Some time ago, Matvei Yankelevich wrote a brilliant account chronicling the predicament of small press publishing as much as arguing for its possibilities as a political and creative practice. The ongoing struggle takes place in each reading, each encounter in which books are exchanged, discussed, and produced. It relies upon the myriad alliances brokered between groups or practitioners with access to different kinds of institutional support. S&F, for instance, has collaborated with Atlas Projectos, a publishing collective working from Lisbon and Berlin. Without this collaboration, we couldn’t have made our books. Likewise, as a visual artist and a poet respectively, the collaboration between us, siblings, has brought different skills to the press. We also draw sustenance from friends, lovers, companions, and environments. So much of ourselves has gone into the press.

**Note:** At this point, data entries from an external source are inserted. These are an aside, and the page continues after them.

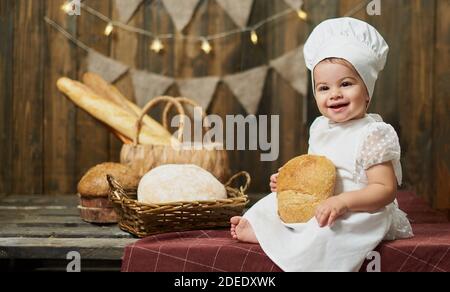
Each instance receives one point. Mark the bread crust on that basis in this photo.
(95, 184)
(303, 183)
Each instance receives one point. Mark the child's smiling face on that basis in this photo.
(341, 95)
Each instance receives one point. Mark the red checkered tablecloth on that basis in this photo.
(216, 251)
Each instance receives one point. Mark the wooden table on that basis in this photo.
(38, 231)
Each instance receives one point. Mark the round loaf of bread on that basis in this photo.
(179, 183)
(303, 183)
(95, 184)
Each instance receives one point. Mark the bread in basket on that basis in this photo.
(142, 219)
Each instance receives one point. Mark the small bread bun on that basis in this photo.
(303, 183)
(95, 184)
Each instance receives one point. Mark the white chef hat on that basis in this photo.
(353, 40)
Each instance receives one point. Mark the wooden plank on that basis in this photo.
(284, 100)
(61, 230)
(415, 94)
(27, 141)
(124, 49)
(6, 87)
(441, 108)
(38, 201)
(60, 112)
(226, 58)
(92, 138)
(58, 248)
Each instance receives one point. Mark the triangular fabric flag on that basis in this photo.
(200, 90)
(239, 11)
(248, 87)
(126, 8)
(148, 85)
(106, 67)
(295, 4)
(292, 68)
(181, 12)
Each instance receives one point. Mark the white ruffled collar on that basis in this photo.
(370, 117)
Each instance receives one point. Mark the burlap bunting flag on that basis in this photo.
(248, 87)
(295, 4)
(239, 11)
(148, 85)
(292, 68)
(181, 12)
(126, 8)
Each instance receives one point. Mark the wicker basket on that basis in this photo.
(143, 220)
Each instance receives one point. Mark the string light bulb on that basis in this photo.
(157, 46)
(66, 7)
(109, 29)
(254, 37)
(302, 14)
(206, 46)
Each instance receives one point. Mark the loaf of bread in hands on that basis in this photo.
(303, 183)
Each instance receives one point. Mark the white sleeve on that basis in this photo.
(314, 127)
(379, 145)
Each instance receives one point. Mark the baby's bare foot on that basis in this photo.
(242, 230)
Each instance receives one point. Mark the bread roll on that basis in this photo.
(303, 183)
(179, 182)
(95, 184)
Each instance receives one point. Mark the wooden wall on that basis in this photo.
(46, 143)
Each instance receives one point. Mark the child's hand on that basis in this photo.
(273, 182)
(330, 210)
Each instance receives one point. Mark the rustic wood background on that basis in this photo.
(46, 143)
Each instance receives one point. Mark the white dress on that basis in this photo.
(353, 146)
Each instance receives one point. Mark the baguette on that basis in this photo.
(106, 90)
(109, 113)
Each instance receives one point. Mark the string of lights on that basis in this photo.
(205, 41)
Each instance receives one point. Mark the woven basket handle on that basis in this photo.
(115, 189)
(170, 100)
(182, 100)
(248, 180)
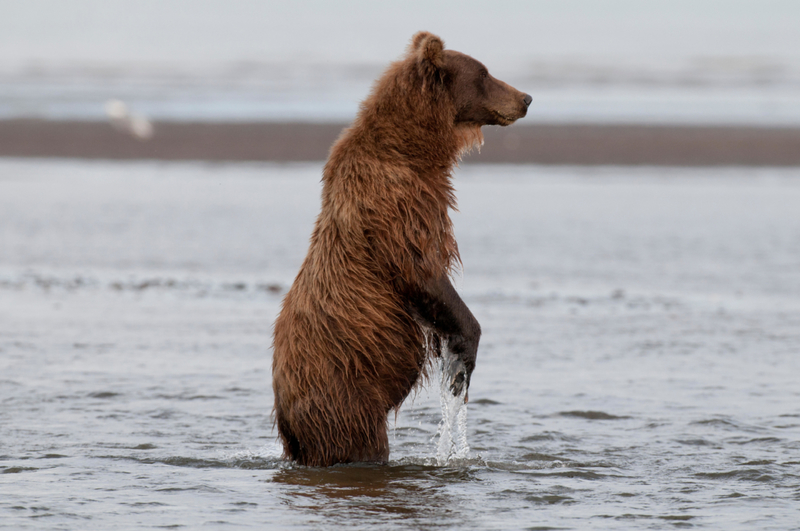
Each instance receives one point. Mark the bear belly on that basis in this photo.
(342, 359)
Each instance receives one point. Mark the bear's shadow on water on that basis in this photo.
(342, 491)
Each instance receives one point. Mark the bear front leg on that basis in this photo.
(438, 305)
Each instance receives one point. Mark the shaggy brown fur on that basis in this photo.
(348, 344)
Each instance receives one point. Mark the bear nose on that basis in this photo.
(527, 99)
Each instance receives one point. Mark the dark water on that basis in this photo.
(638, 368)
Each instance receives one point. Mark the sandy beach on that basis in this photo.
(581, 144)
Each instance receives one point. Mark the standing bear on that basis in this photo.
(373, 299)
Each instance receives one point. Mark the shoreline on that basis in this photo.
(549, 144)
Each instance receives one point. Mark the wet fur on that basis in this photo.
(349, 344)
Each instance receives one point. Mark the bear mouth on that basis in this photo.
(504, 119)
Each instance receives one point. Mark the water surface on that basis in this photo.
(638, 367)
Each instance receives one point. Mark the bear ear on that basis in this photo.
(428, 47)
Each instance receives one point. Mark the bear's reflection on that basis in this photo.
(366, 492)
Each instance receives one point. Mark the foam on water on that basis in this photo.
(638, 364)
(452, 433)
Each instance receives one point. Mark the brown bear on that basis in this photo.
(373, 300)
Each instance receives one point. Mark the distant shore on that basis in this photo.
(579, 144)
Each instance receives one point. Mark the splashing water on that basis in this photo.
(453, 427)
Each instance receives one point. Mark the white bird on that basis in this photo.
(134, 124)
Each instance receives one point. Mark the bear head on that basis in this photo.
(477, 97)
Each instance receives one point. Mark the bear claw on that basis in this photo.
(457, 374)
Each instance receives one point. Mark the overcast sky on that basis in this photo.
(210, 32)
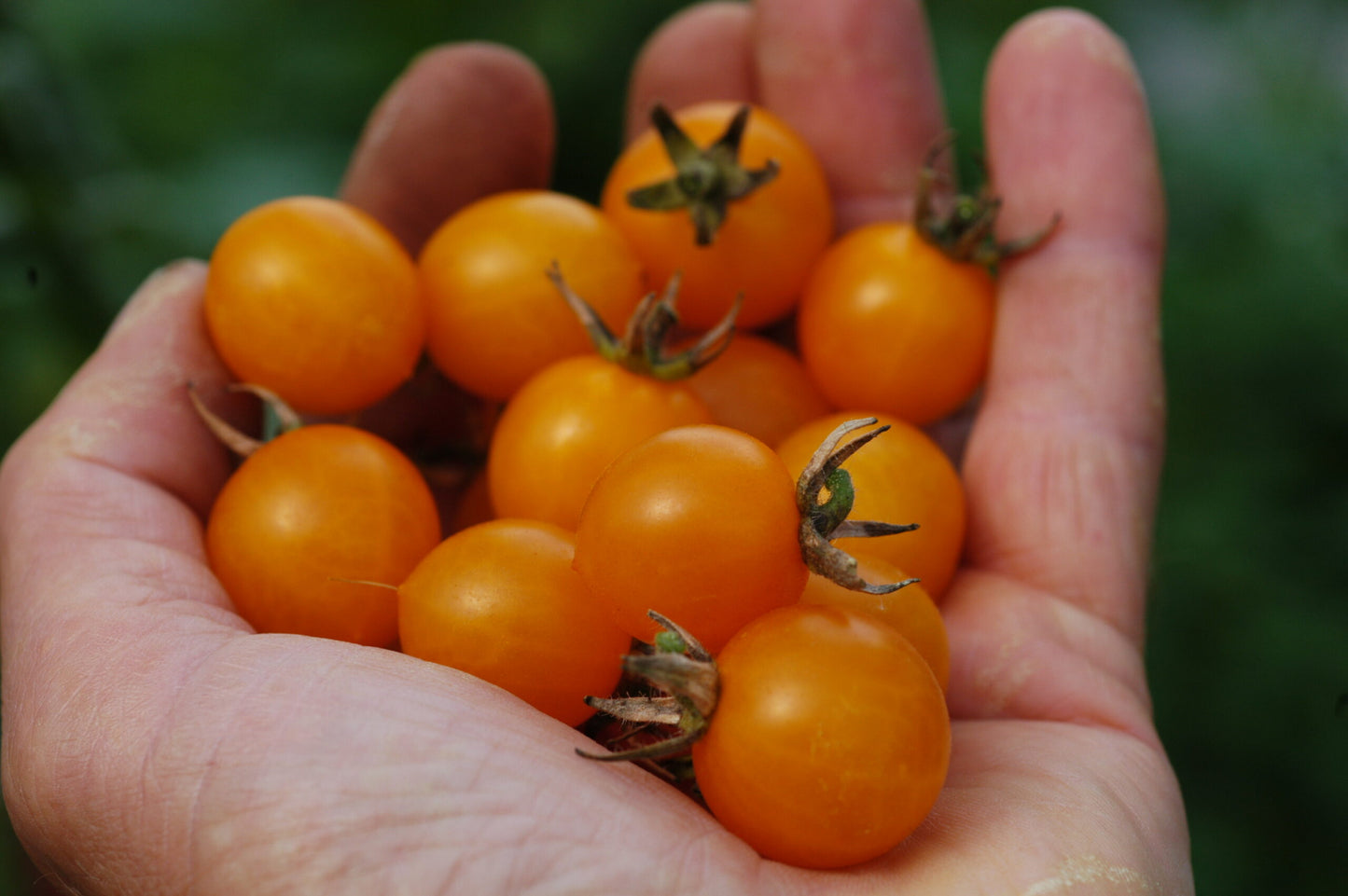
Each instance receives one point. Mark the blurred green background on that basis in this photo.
(133, 131)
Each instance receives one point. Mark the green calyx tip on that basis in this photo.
(705, 181)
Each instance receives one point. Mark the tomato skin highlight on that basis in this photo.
(697, 523)
(891, 324)
(314, 505)
(495, 317)
(769, 240)
(830, 741)
(909, 611)
(900, 476)
(315, 300)
(500, 601)
(566, 424)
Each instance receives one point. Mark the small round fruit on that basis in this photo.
(500, 601)
(697, 523)
(315, 300)
(890, 323)
(769, 239)
(495, 315)
(308, 520)
(909, 611)
(830, 740)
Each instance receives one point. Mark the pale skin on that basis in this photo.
(154, 744)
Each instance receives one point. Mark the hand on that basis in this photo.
(154, 744)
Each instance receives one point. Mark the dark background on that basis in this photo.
(133, 131)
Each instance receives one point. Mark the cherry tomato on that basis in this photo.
(900, 476)
(495, 317)
(566, 424)
(769, 239)
(697, 523)
(500, 601)
(830, 741)
(910, 611)
(315, 300)
(759, 387)
(308, 519)
(888, 323)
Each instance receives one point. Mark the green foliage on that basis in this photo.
(133, 131)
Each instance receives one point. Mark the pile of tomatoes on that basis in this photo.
(657, 422)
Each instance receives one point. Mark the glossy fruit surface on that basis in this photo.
(697, 523)
(759, 387)
(769, 240)
(891, 324)
(830, 740)
(900, 476)
(500, 601)
(566, 424)
(312, 507)
(909, 611)
(315, 300)
(495, 317)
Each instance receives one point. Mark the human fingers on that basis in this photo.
(702, 53)
(1063, 457)
(464, 121)
(856, 78)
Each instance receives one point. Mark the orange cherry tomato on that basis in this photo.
(697, 523)
(759, 387)
(769, 239)
(308, 519)
(566, 424)
(315, 300)
(888, 323)
(902, 476)
(500, 601)
(830, 740)
(910, 611)
(495, 317)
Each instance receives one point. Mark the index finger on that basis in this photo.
(856, 78)
(1065, 453)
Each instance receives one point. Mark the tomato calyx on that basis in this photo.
(706, 179)
(688, 687)
(278, 418)
(824, 495)
(964, 230)
(645, 345)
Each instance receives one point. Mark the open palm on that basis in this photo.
(154, 744)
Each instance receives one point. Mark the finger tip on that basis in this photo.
(1069, 131)
(700, 53)
(461, 121)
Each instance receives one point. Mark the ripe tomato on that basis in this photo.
(500, 601)
(495, 317)
(759, 387)
(900, 477)
(910, 611)
(314, 505)
(830, 740)
(769, 239)
(566, 424)
(315, 300)
(699, 523)
(888, 323)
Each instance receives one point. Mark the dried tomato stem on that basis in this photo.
(705, 181)
(966, 230)
(692, 689)
(826, 519)
(643, 347)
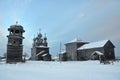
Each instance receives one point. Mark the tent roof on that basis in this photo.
(94, 45)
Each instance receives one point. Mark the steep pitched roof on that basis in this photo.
(76, 40)
(97, 52)
(94, 45)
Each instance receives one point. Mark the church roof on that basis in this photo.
(97, 52)
(94, 45)
(17, 27)
(76, 40)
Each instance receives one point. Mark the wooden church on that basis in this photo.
(40, 49)
(14, 45)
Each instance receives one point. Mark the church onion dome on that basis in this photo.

The signature logo of S&F was adapted from a tiny, fabulous animal represented in a medieval illuminated manuscript, a kind of snail-bird. The absurd figure looks at us playfully askance and the tall slender legs appear to wade in invisible water. It floats and alternately sinks with unfounded confidence. It embodies the spirit of S&F.
Sputnik & Fizzle is run by Rita Sobral Campos and Isabel Sobral Campos.

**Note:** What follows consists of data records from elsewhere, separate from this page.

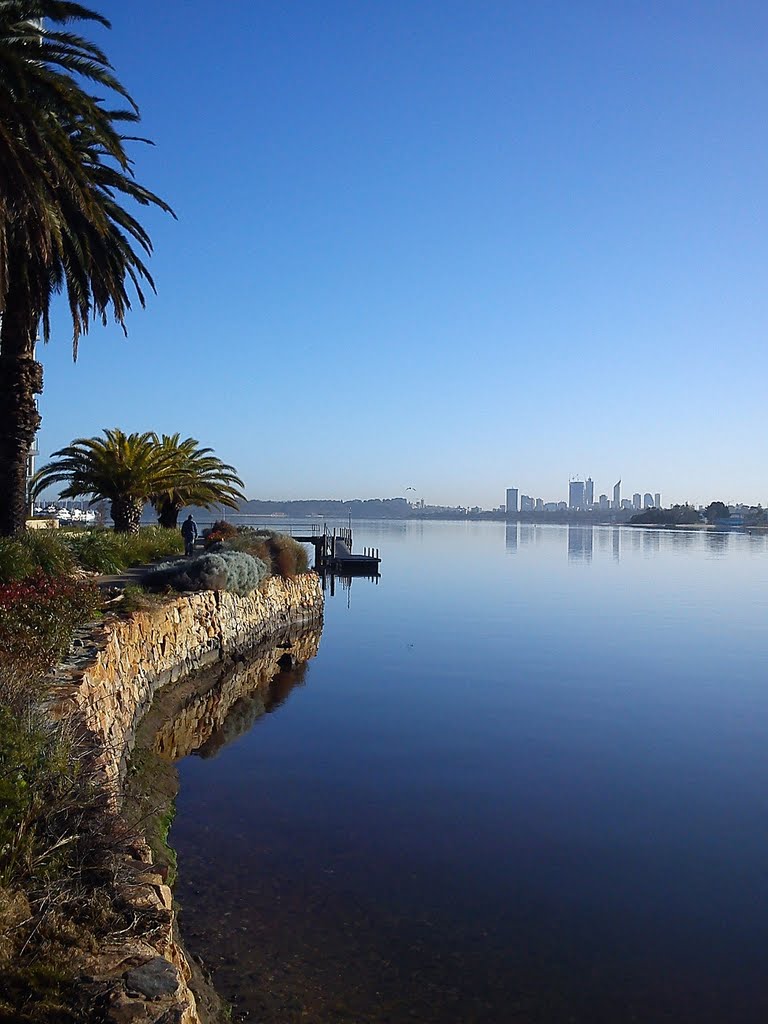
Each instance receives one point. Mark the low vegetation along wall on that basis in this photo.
(104, 688)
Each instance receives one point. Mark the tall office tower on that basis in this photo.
(576, 494)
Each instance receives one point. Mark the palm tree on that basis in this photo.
(125, 469)
(65, 173)
(202, 479)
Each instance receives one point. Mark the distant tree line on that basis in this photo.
(686, 515)
(373, 508)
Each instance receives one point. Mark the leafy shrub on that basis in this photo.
(97, 551)
(49, 551)
(37, 550)
(219, 531)
(150, 544)
(108, 552)
(231, 570)
(287, 557)
(15, 560)
(38, 616)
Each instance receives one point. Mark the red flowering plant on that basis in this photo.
(38, 616)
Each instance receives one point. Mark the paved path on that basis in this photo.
(135, 573)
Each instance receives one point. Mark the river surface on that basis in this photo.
(524, 779)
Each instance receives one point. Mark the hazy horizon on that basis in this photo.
(444, 246)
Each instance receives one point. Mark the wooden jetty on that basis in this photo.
(333, 553)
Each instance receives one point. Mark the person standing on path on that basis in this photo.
(189, 534)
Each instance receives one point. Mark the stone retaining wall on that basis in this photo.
(116, 668)
(103, 689)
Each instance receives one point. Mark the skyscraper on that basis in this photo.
(576, 494)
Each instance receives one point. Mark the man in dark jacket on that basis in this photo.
(189, 534)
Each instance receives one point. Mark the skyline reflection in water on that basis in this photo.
(523, 780)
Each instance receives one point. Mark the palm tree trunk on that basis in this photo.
(168, 515)
(126, 514)
(20, 380)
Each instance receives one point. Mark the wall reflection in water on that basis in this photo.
(204, 714)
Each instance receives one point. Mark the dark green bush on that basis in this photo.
(15, 560)
(108, 552)
(285, 556)
(43, 550)
(231, 570)
(97, 551)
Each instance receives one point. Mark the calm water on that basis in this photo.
(524, 779)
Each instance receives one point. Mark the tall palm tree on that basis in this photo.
(125, 469)
(65, 174)
(202, 479)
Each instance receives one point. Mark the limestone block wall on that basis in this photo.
(104, 688)
(117, 666)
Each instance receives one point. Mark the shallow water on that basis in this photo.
(524, 779)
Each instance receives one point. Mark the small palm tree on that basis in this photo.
(202, 479)
(125, 469)
(65, 173)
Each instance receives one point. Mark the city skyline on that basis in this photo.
(497, 216)
(581, 497)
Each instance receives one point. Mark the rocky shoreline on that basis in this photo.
(117, 691)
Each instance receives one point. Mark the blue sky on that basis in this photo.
(454, 246)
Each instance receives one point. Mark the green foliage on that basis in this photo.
(716, 511)
(201, 478)
(15, 560)
(220, 531)
(34, 774)
(678, 515)
(36, 550)
(49, 551)
(286, 556)
(135, 598)
(230, 570)
(108, 552)
(39, 615)
(97, 551)
(150, 544)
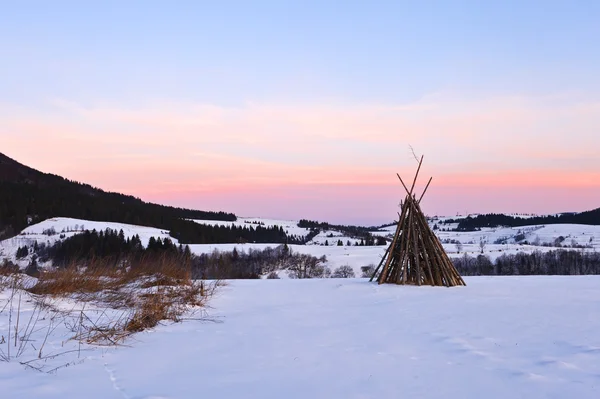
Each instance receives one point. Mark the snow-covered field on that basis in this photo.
(51, 230)
(354, 256)
(498, 337)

Rita Sobral Campos (PT/US), born in Lisbon in 1982, lives and works in New York. Exhibitions include: O Trágico Destino Vertical, Kunsthalle Lissabon, Lisbon (2020); short-shorts, with August Sander, Galerie Andreas Huber, Vienna (2015); Tournament d’Objet, Charlottenborg Kunsthal, Copenhagen (2013); Sunday Sessions, MoMA- PS1, New York (2012); When your Lips are my Ears, our Bodies become Radios, Kunsthalle Bern, Bern (2010); Anabasis: On Rituals of Homecoming, Ludwik Grohman Villa, Lodz (2009); UNCLEHEAD with Alexandre Singh, EDP Foundation, Lisbon (2008), and Structural Schizophrenia ou quando a mentira se tornou verdade, Culturgest, Porto (2005). Sobral Campos is a co-founder of Sputnik & Fizzle. She’s part of the Digital Corps committee at Out in Tech, building digital tools for LGBTQ+ activists around the world, and a researcher at a tech company.

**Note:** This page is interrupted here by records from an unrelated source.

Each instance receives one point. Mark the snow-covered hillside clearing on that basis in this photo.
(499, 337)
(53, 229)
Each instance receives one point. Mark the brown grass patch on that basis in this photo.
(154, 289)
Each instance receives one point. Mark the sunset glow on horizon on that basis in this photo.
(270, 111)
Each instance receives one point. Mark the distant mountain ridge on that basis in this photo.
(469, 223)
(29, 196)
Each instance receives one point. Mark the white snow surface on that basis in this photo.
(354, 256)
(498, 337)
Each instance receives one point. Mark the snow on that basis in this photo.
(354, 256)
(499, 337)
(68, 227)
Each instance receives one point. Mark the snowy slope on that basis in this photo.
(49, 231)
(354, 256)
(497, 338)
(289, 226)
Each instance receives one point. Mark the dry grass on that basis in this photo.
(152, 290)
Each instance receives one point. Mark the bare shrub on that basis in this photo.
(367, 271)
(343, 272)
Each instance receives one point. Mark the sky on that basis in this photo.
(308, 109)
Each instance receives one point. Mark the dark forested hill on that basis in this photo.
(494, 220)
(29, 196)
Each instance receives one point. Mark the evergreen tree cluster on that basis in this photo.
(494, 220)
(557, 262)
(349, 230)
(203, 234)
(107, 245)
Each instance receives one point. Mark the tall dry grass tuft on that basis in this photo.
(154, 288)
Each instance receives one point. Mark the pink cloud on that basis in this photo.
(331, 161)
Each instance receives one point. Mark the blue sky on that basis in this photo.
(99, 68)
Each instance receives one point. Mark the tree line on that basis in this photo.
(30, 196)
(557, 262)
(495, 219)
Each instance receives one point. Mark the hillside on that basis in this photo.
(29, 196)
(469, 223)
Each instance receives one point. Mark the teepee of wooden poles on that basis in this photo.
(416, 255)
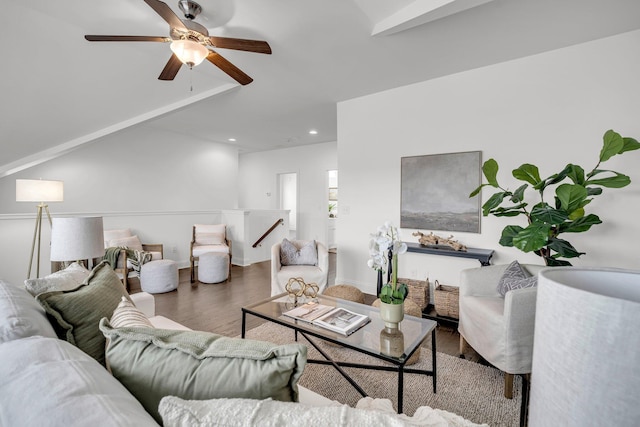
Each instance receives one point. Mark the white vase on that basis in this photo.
(391, 314)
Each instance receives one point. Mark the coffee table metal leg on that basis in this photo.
(433, 357)
(244, 322)
(400, 387)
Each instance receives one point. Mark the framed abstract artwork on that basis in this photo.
(435, 192)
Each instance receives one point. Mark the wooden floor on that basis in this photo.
(217, 307)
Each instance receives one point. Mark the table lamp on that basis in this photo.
(77, 239)
(585, 369)
(43, 192)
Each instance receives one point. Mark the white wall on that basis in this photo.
(258, 183)
(154, 182)
(549, 110)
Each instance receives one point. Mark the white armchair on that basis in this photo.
(500, 329)
(208, 238)
(124, 237)
(280, 274)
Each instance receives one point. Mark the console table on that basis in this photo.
(482, 255)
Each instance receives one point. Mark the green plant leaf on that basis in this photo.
(571, 196)
(563, 248)
(613, 144)
(542, 212)
(508, 233)
(575, 174)
(580, 225)
(529, 173)
(552, 262)
(630, 144)
(490, 171)
(578, 213)
(477, 190)
(493, 202)
(617, 181)
(532, 238)
(594, 191)
(518, 195)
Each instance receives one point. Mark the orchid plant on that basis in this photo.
(386, 239)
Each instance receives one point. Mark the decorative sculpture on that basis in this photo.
(433, 240)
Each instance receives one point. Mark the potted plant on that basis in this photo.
(546, 219)
(384, 247)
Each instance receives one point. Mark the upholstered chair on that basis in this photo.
(208, 238)
(499, 328)
(299, 263)
(125, 238)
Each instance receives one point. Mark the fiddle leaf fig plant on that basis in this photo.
(548, 218)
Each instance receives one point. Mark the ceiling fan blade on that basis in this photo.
(93, 38)
(171, 69)
(166, 13)
(236, 73)
(257, 46)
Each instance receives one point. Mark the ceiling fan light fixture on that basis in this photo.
(189, 52)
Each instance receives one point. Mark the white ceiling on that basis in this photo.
(59, 91)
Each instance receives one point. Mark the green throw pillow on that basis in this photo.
(154, 363)
(76, 313)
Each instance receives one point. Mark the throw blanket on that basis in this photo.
(137, 257)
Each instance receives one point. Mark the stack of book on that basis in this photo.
(336, 319)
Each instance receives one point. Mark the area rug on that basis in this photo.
(466, 388)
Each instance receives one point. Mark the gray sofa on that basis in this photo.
(45, 380)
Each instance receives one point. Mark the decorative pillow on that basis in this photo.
(177, 412)
(127, 315)
(153, 363)
(131, 242)
(515, 277)
(63, 280)
(77, 313)
(20, 315)
(210, 238)
(49, 382)
(291, 255)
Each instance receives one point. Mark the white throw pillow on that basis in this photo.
(64, 280)
(131, 242)
(210, 238)
(127, 315)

Isabel Sobral Campos is the author of the collections How to Make Words of Rubble (Blue Figure Press, 2020) and Your Person Doesn’t Belong to You (Vegetarian Alcoholic Press, 2018), as well as the chapbooks Material (No, Dear and Small Anchor Press, 2015), You Will Be Made of Stone (dancing girl press, 2018), and Autobiographical Ecology (above/ground press, 2019). Her poetry has appeared in the Boston Review, Brooklyn Rail, BAX 2018: Best American Experimental Writing, Dispatches from the Poetry Wars: Poetics for the More-Than-Human World and elsewhere. She is the co-founder of the Sputnik & Fizzle publishing series. New poems are featured in Folder Magazine over the month of January.